Comment 2 Andrew Pinski 2017-08-11 08:04:54 UTC
Related to PR 80998.
Comment 3 Petr Malat 2017-08-11 09:04:34 UTC
After reading the related part of the standard (actually, N1570 draft), I'm not so sure about this. The semantics section in 6.5.6 says pointers have to be from the same object and also the result must fit into the ptrdiff_t, which range is [PTRDIFF_MIN, PTRDIFF_MAX], which has to be equal or larger than [-65535, 65535].

So, theoretically it would be fine to use a shorter type for that, however there is still a problem if the calculation is done as it is now for larger objects as the difference is computed first at bytes and divided later by the object size, so the overflow can still happen even the result fits in [PTRDIFF_MIN, PTRDIFF_MAX].

One could solve it by dividing both pointers by the size before the subtraction, but that would make the operation more expensive.
Comment 4 joseph@codesourcery.com 2017-08-11 12:18:54 UTC
On Fri, 11 Aug 2017, oss at malat dot biz wrote:

> One could solve it by dividing both pointers by the size before the
> subtraction, but that would make the operation more expensive.

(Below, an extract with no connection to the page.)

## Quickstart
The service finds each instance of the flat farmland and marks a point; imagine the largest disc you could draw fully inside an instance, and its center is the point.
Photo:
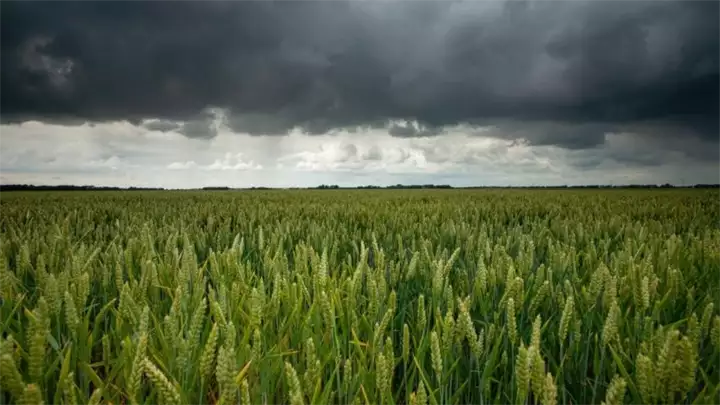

See also what I said in bug 67999 comment 24.

The combination (subtract to produce a ptrdiff_t result, with modulo 
arithmetic on overflow, then divide in ptrdiff_t) isn't correct for 
objects too large in bytes for ptrdiff_t.  But the following should be 
correct: right shift (logical) both pointers for the power-of-2 factor in 
what you are dividing by, subtract (modulo), multiply (modulo) by the (mod 
2^n) reciprocal of the odd part of what you are dividing by, interpret the 
result as signed.

It's less efficient than code sequences that only work for objects less 
than half the address space, and such large objects can never work if you 
do pointer subtraction of pointers to char that are too far apart to be 
represented in ptrdiff_t.  I think it makes most sense to disallow such 
large objects properly (including in malloc and mmap), but an option to 
support pointer subtraction in them would not be ridiculous.